Some video tutorials:
Command Line Git for Noteable
You can use Git when using Jupyter Notebook via Noteable. To do this you need to become familiar with Command Line Git; see the references in Deeper Git above. The process is:
- Start Jupyter Hub by going to the Data Science Toolbox on Blackboard and selecting Noteable.
- Select “R with Stan”. This creates an instance that includes Python 3 and R. Press Start.
- Select the “New” button from the top right and select “Terminal”.
- You are now at a Linux Command Line prompt. You then need to setup GitHub to use your GitHub Account:
git config --global user.name "Your Name" # Replace with your name git config --global user.email "myemail@host.com" # Replace with your GitHub email address
- Now you need to generate a GitHub Access Token. This is like a limited password. You must give this access token the required permissions. I would recommend:
- Making a token specifically for Noteable, with a suitable name;
- Allowing full access to the repo but nothing else;
- Saving this access token somewhere secure.

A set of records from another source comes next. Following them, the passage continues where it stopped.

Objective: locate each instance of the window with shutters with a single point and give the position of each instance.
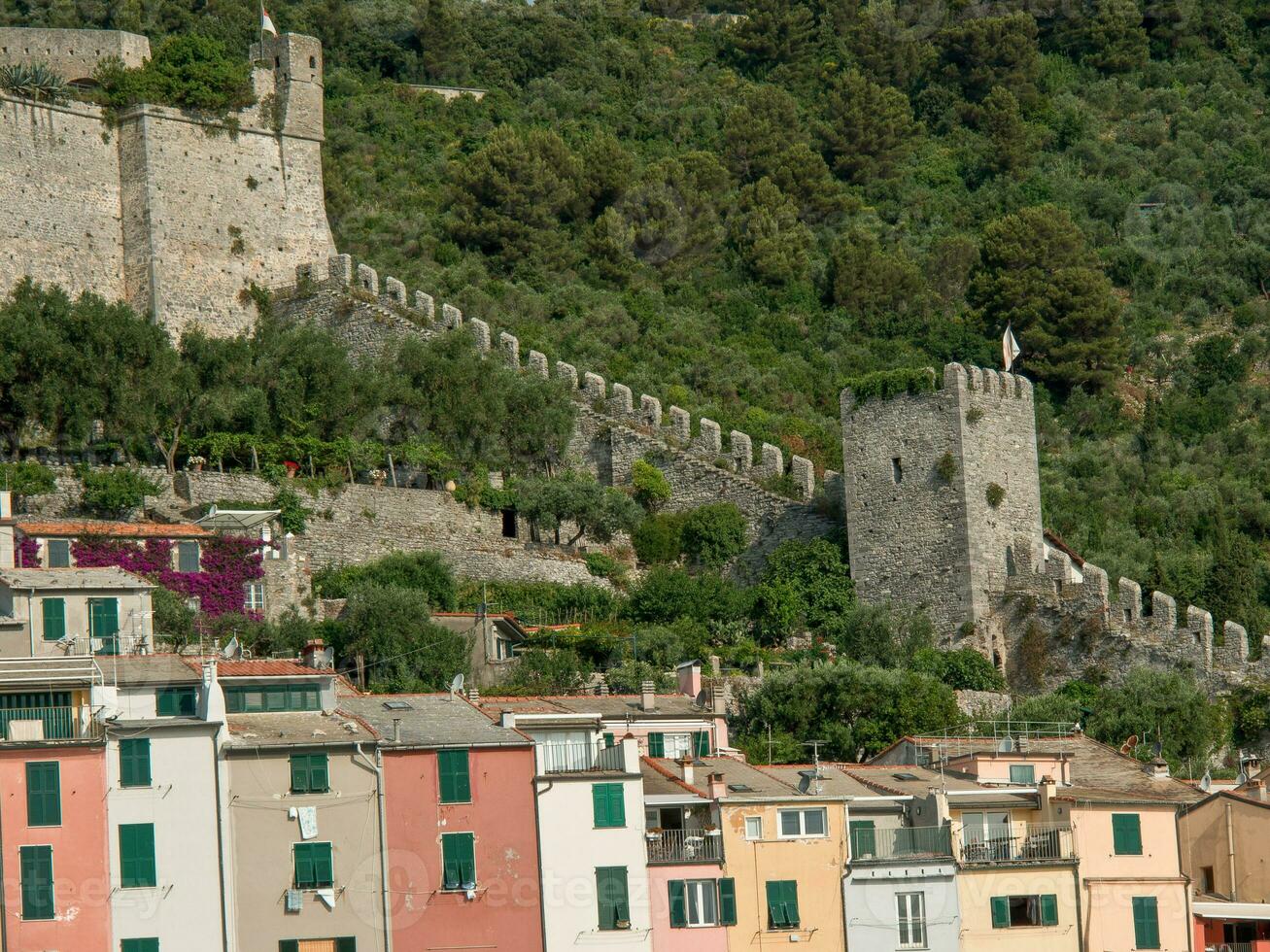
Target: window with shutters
(611, 898)
(782, 904)
(37, 882)
(314, 866)
(44, 794)
(58, 553)
(1126, 834)
(801, 824)
(910, 919)
(53, 611)
(135, 762)
(187, 556)
(458, 861)
(455, 778)
(1016, 911)
(1146, 922)
(177, 702)
(137, 856)
(310, 773)
(608, 805)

- You are now ready to clone your project. This is done via the
git clone
command. We need to know the repository that you want. Go to GitHub`, navigate to your project and select Code. You need to choose HTTPS mode as SSH is not currently supported on Noteable. You can then press the copy to clipboard icon to give you a link, which you can past into the command line. You will take the last part of this to make the following command that additionally contains your username and access token:git clone https://username:accesstoken@github.com/projectuser/project.git
for example (with a fake access token):
git clone https://dsbristol:1234123412341234@github.com/dsbristol/dst_example_project.git
Remember that:
username
is your own GitHub username;accesstoken
is the access token you created for this above;projectuser
is the owner of the project;project
is the name of the project.
- You can now make changes and commit them as normal. For example:
cd dst_example_project emacs README.md ## Make some changes git status git add -u git commit -m "I made some changes from Noteable"
Notes :
- Noteable should be secure enough to store an access token, though some might have concerns about security. If you are worried, you can instead ask it to cache your password:
git config --global credential.helper cache
- It is possible to modify a Git repository you already created to use your details, a new password, etc. You do this by editing the
.git/config
file in your repository. There are many online resources explaining this.

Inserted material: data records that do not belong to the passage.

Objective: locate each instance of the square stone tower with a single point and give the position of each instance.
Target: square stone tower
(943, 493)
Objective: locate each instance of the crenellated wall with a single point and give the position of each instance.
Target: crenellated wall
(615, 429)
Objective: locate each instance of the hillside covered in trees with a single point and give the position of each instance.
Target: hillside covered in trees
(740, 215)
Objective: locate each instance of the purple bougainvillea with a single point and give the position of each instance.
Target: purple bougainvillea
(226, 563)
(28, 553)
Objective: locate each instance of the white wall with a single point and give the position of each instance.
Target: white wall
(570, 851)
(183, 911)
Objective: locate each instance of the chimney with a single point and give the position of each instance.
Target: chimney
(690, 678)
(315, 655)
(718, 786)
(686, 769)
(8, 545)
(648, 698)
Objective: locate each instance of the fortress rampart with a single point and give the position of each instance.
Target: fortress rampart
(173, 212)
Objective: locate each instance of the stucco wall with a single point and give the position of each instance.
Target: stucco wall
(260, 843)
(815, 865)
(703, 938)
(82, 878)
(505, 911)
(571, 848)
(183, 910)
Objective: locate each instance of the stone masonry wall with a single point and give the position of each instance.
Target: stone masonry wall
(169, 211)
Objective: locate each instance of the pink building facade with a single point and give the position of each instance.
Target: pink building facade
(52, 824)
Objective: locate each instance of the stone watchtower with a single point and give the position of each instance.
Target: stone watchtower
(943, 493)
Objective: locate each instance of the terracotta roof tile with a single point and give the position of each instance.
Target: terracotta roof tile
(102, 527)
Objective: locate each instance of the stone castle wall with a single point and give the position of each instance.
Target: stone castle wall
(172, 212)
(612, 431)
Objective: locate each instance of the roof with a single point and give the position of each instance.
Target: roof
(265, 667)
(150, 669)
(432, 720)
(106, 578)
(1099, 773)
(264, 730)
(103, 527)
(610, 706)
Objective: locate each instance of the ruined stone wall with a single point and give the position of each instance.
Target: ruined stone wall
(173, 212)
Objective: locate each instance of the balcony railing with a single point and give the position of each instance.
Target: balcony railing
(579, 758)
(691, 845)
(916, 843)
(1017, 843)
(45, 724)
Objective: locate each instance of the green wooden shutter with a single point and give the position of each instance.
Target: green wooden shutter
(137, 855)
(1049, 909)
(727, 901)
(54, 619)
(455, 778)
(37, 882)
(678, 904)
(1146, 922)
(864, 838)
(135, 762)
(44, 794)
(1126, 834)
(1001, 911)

Git is Evil! Make it go away!
This is a collaborative process and I am always open to suggestions. If you have a good option, discuss it with me.
I can imagine a few options:
- OneDrive/GoogleDrive/Dropbox: None of these are designed for co-creation of content alone. You will have a miserable experience.
- Google Colab or alternatives, specifically that let all collaborators edit the same document, live. All of these options should support dumping your project into a GitHub Repository, so feel free to try.
- We expect a better collaboration tool to be provided by the University in the future.